Bariz - Problem

Source: IGO 2024 Elementary Level - Problem 5

Tags: geometry

Shayan-TayefehIR

14.11.2024 22:15

Points $Y,Z$ lie on the smaller arc $BC$ of the circumcircle of an acute triangle $\bigtriangleup ABC$ ($Y$ lies on the smaller arc $BZ$). Let $X$ be a point such that the triangles $\bigtriangleup ABC,\bigtriangleup XYZ$ are similar (in this exact order) with $A,X$ lying on the same side of $YZ$. Lines $XY,XZ$ intersect sides $AB,AC$ at points $E,F$ respectively.
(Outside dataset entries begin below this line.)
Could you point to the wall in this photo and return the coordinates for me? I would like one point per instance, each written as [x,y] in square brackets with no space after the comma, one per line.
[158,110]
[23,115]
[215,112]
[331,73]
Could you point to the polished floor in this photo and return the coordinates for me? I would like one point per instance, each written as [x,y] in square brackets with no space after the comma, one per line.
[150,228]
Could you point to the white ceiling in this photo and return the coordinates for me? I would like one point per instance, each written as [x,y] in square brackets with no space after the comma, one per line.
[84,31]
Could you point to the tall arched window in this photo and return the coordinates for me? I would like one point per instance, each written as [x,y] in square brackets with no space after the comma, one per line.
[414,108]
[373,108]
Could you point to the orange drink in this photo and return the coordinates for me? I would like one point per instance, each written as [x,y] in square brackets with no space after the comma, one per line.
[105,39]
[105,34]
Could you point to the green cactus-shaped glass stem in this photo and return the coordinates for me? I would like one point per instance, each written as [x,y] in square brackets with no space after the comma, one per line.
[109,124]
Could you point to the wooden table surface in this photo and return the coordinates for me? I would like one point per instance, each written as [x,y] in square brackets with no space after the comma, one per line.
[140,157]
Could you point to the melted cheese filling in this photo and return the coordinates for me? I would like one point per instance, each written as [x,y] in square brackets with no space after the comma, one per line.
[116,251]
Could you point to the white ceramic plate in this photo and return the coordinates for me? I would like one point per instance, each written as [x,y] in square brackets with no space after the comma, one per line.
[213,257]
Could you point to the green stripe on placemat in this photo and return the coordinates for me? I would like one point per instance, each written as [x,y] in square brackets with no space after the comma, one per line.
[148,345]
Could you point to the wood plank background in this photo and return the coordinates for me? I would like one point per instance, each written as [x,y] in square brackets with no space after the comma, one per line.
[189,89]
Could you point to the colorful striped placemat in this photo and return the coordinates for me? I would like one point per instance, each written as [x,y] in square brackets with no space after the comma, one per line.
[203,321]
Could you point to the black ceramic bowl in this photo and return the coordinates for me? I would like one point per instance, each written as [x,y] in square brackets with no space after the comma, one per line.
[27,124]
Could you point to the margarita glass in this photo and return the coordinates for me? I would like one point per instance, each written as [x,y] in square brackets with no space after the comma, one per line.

Let $K$ be the intersection of lines $BY,CZ$. Prove that one of the intersections of the circumcircles of triangles $\bigtriangleup AEF,\bigtriangleup KBC$ lie on the line $KX$. Proposed by Amirparsa Hosseini Nayeri - Iran

The first observation is that $ X $ lies on the circumcircle of triangle $ \triangle AEF $ because $ \angle EAF = \angle EXF $. Let $ M $ be the center of the spiral symmetry that sends triangle $ \triangle XYZ $ to triangle $ \triangle ABC $. Then $ M $ is the Miquel point of three complete quadrilaterals and must lie on the circumcircle of triangles $ \triangle KBC $, $ \triangle AEF $, and $ \triangle BYE $. Let $ D $ be the second intersection of the circumcircles of triangle $ \triangle AEF $ and triangle $ \triangle KBC $. The rest is just an angle chase: \[ \angle MDX = \angle MEX = \angle MEY = \angle MBY = \angle MBK = \angle MDK. \]Thus, $ D $ lies on $ KX $.